Spark DataFrame Operations
过滤掉指定列为空值占位符的行
忽略大小写
// df is DataFrame instance
val NULL_VALUES = Set("-", "nan", "null", "none", "_", "", "na")
val nullValues = NULL_VALUES.mkString("'","','", "'")
val dfWithoutNull = df.filter(s"lower($columnName) not in ($nullValues)")
将所有空值占位符全部转化为空字符串
val NULL_VALUES = Set("-", "nan", "null", "none", "_", "", "na")
val nullValues = NULL_VALUES.mkString("'", "','", "'")
val selectCondition = df.columns.map(x => s"(case when lower(trim($x)) in ($nullValues) then '' else trim($x) end) as $x").mkString(",")
val tableName = "table"
df.registerTempTable(tableName)
val dfWithZeroLengthStringAsNull = sqlContext.sql(s"select $selectCondition from $table")
Spark 1.6 递归读取给定目录下的所有csv文件
一开始使用databricks的spark-csv,load到的只能是目录下的所有文件,如果目录下有子目录,就会直接报错。现需要递归load给定目录下所有的文件(包括子目录下的文件):
private def createDataFrame(sqlContext: SQLContext,
dataPath: String,
delimiter: String
): DataFrame = {
val data: RDD[String] = getDataRDD(sqlContext.sparkContext, dataPath)
val splitRDD = data.map(_.split(delimiter))
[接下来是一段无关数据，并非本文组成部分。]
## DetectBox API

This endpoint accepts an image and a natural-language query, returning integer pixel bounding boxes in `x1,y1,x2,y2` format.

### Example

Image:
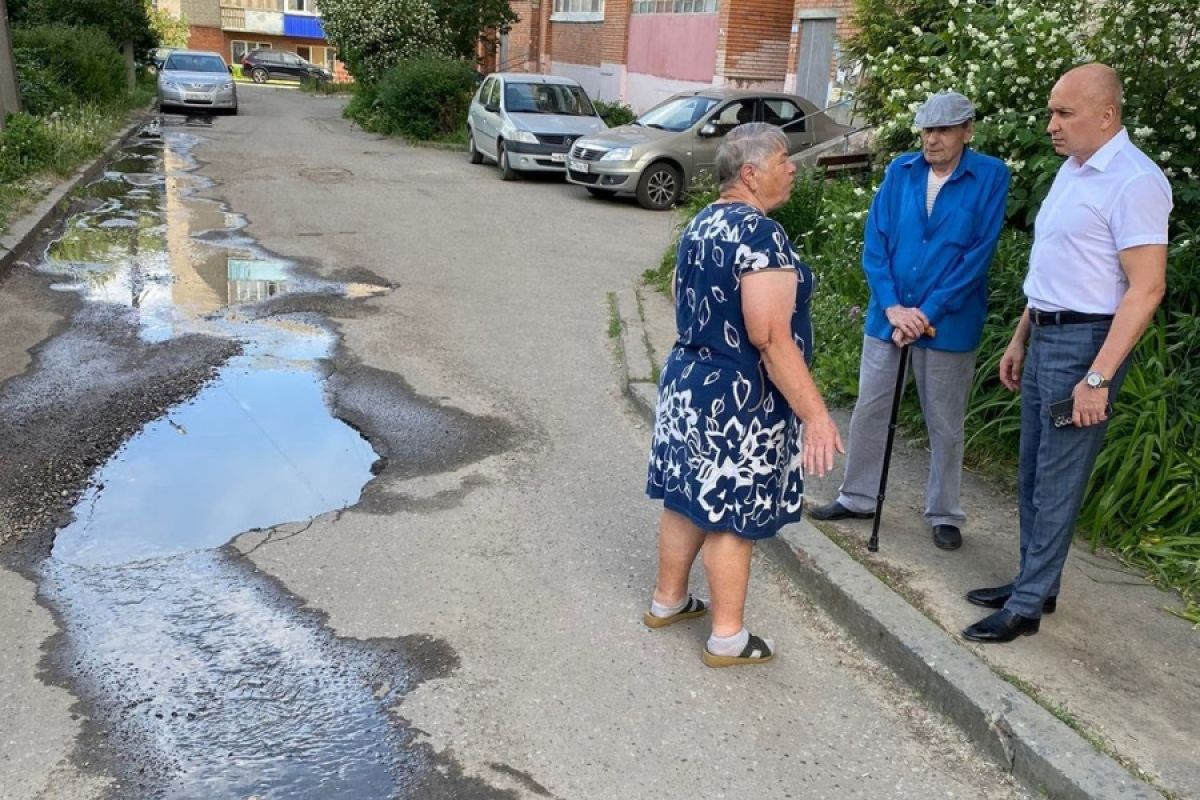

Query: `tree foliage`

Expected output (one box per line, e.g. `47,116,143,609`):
428,0,518,61
146,1,189,49
317,0,449,83
10,0,156,50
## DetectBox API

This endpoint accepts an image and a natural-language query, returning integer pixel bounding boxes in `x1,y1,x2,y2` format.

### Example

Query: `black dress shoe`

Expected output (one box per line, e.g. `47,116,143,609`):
966,584,1057,614
932,524,962,550
809,500,875,521
962,609,1040,642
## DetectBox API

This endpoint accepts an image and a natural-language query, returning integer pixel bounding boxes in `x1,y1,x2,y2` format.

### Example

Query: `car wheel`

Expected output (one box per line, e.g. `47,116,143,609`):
497,141,518,181
636,162,682,210
586,187,617,199
467,129,483,165
251,68,268,84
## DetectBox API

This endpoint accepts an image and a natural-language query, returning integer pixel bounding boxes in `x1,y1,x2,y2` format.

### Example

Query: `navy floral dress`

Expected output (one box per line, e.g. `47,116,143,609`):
646,201,814,539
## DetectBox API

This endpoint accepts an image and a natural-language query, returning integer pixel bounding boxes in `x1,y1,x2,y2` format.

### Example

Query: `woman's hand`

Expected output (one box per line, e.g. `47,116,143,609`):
802,412,844,477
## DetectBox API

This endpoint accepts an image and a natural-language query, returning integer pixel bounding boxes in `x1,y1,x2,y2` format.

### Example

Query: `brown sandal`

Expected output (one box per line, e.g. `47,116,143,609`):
702,633,774,667
642,596,707,629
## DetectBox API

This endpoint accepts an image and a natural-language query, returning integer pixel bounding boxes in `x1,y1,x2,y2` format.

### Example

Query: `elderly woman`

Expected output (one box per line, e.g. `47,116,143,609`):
644,123,843,667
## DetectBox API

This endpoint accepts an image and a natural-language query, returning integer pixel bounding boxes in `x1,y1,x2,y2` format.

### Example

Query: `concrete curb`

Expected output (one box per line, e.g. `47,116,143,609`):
0,116,147,278
611,287,1163,800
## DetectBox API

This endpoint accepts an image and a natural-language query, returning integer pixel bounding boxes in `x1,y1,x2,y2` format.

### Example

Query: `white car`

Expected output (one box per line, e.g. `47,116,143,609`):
466,73,607,180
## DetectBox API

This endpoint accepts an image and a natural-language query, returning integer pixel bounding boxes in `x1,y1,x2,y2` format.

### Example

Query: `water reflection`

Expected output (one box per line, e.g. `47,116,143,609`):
43,551,420,799
31,126,443,797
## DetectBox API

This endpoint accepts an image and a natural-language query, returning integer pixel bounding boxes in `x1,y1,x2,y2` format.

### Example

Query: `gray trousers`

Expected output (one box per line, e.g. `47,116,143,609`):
837,336,978,527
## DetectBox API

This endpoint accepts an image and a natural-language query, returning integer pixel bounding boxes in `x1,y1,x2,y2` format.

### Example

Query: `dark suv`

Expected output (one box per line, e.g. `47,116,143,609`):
240,50,333,84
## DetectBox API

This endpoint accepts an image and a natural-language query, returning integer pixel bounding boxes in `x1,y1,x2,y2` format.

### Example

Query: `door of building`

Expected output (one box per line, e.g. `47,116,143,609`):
796,17,836,107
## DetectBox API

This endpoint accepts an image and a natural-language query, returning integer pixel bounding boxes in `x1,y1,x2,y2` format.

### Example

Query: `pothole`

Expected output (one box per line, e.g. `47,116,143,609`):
4,122,517,798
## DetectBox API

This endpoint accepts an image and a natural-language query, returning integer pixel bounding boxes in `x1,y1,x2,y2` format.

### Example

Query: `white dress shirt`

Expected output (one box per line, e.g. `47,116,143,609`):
1025,128,1172,313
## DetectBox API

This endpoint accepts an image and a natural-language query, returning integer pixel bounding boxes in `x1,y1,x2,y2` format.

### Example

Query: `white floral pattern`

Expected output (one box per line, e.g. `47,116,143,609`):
646,202,814,539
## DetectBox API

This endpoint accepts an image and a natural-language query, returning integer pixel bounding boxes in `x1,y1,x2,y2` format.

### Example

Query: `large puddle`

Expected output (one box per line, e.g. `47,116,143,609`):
24,120,491,797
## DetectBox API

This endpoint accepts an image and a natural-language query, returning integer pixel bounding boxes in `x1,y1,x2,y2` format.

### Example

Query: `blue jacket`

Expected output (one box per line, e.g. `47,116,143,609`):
862,148,1010,352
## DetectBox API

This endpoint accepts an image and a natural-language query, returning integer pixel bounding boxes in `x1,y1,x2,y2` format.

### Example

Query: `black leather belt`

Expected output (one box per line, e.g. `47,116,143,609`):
1029,308,1115,326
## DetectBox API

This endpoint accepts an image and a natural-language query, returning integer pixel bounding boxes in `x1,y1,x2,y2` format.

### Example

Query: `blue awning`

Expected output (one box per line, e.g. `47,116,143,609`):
283,14,325,39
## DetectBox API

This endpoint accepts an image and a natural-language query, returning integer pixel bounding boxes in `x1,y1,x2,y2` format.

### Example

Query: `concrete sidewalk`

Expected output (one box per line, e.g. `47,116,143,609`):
613,282,1197,800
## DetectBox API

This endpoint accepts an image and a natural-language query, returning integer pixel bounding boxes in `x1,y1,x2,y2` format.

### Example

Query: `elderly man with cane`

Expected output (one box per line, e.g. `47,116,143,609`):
963,64,1171,642
810,91,1009,551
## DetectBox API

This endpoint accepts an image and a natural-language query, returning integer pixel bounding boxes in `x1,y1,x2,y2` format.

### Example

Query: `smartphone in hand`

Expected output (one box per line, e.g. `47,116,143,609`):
1049,397,1114,428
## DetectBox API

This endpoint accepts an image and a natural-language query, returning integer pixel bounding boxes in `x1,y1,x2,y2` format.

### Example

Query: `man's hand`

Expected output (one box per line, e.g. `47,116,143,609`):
1071,381,1109,427
802,412,845,478
885,305,928,341
999,338,1026,391
891,328,917,347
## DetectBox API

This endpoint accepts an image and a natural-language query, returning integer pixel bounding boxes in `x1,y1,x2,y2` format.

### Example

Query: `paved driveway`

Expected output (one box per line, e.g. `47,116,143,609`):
0,85,1026,799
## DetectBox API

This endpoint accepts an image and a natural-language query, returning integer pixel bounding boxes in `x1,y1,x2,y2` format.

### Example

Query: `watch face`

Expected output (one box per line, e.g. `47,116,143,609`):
1087,373,1103,387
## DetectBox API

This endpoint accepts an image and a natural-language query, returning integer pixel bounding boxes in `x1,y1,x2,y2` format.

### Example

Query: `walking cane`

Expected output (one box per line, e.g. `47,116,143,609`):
867,325,935,553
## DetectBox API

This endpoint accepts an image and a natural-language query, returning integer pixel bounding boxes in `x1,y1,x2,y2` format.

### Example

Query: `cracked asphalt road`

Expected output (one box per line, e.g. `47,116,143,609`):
0,86,1029,799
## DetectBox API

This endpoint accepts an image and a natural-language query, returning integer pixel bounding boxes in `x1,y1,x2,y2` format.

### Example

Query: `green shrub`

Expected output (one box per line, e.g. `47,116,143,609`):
594,99,635,128
11,51,74,116
12,24,126,108
0,113,57,182
370,57,477,140
343,82,384,132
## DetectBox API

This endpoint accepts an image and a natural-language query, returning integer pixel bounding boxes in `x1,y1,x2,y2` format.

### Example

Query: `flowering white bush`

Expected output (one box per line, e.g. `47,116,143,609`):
847,0,1198,230
318,0,449,83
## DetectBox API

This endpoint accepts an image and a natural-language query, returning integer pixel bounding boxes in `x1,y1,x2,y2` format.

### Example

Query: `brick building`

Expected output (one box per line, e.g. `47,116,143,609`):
500,0,857,112
177,0,349,81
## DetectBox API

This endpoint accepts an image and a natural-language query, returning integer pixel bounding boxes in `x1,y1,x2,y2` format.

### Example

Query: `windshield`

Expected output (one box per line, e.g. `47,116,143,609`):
164,54,227,73
504,83,596,116
636,96,720,132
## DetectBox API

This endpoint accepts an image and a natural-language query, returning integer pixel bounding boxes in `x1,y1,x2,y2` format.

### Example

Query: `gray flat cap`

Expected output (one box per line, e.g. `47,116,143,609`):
914,91,975,127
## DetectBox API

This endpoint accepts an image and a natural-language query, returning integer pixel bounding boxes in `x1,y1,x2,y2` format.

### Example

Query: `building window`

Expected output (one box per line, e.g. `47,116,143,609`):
632,0,718,12
552,0,604,14
231,40,272,64
286,0,318,12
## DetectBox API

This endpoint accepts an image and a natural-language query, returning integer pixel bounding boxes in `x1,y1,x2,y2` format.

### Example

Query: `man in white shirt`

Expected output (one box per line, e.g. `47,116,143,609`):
963,63,1172,643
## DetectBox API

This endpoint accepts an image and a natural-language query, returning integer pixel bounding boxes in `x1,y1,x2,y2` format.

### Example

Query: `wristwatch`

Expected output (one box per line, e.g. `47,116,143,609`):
1085,371,1110,388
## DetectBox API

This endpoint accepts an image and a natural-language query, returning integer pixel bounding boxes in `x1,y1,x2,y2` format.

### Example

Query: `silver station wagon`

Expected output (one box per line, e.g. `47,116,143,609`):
566,88,853,209
466,73,607,180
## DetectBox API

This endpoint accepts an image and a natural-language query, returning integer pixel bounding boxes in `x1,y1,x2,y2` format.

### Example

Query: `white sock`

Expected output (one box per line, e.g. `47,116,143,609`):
649,594,689,618
707,628,750,656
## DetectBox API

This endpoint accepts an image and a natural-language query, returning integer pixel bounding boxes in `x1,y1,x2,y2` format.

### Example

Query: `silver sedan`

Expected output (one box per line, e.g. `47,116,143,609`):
158,50,238,115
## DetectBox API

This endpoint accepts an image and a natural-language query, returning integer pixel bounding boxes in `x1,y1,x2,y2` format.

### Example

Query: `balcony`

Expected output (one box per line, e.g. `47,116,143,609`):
220,1,323,37
220,1,283,34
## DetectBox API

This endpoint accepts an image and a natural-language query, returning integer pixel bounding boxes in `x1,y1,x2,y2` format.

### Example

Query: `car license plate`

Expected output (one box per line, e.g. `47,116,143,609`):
568,159,588,173
550,152,566,163
184,92,210,101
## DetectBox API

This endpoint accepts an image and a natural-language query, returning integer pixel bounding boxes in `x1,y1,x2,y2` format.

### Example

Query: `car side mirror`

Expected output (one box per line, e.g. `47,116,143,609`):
698,123,717,137
485,103,500,113
228,65,234,73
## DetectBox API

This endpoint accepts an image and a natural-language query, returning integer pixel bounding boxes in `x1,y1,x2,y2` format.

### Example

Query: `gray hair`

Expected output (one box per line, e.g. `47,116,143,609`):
715,123,790,192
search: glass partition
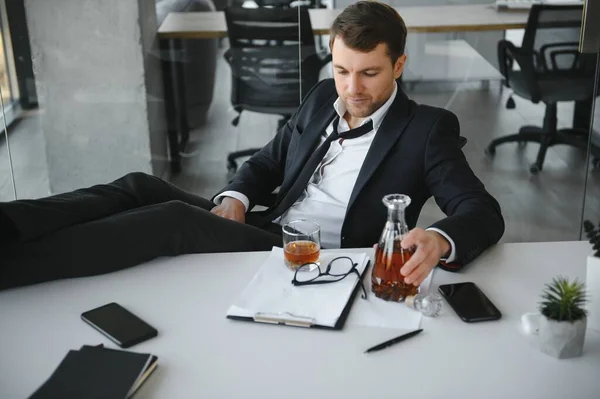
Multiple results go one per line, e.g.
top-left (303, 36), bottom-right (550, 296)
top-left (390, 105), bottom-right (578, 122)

generateDataFrame(sqlContext, splitRDD, length)
}
private def generateDataFrame(sqlContext: SQLContext,
splitRDD: RDD[Array[String]],
length: Int
): DataFrame = {
val fields = {
for (index <- 0 until length) yield {
StructField("C" + index, StringType, nullable = true)
}
}
val schema = new StructType(fields.toArray)
val rowRDD = splitRDD.map {
record =>
Row.fromSeq(record)
}
sqlContext.createDataFrame(rowRDD, schema)
}
private def getDataRDD(sparkContext: SparkContext,
dataPath: String
): RDD[String] = {
val allFiles = listFiles(dataPath)
val allRDDs = for (one <- allFiles) yield sparkContext.textFile(one)
sparkContext.union(allRDDs)
}
private def listFiles(dataPath: String): List[String] {
val conf = new Configuration()
val fs = FileSystem.get(conf)
val filePath = new Path(file)
require(fs.exists(filePath), s"Data directory [$file] does not exists.")
val allSubFiles = fs.listStatus(filePath)
val allDataFiles = new ListBuffer[String]
for (subFile <- allSubFiles) {
if (subFile.isDirectory)
allDataFiles ++= listFiles(subFile.getPath.toString)
else
allDataFiles += subFile.getPath.toString
}
allDataFiles.toList
}
思路很简单,就是先递归读取文件内容,存为rdd,然后将rdd转化为dataframe。
DataFrame cast column type
假设给定一个DataFrame(df),其中有一列(C1)存储的是省份信息(如上海等),将该列转化为double(理论上来说应该报错),使用如下方式:
df.withColumn("C1",dfWithoutNullTargetColumn("C1").cast(DoubleType))
但是结果是该列全部变为null,并没有抛出异常说类型转换失败。仅记录一下该问题。可以先检查该列的类型再做转换。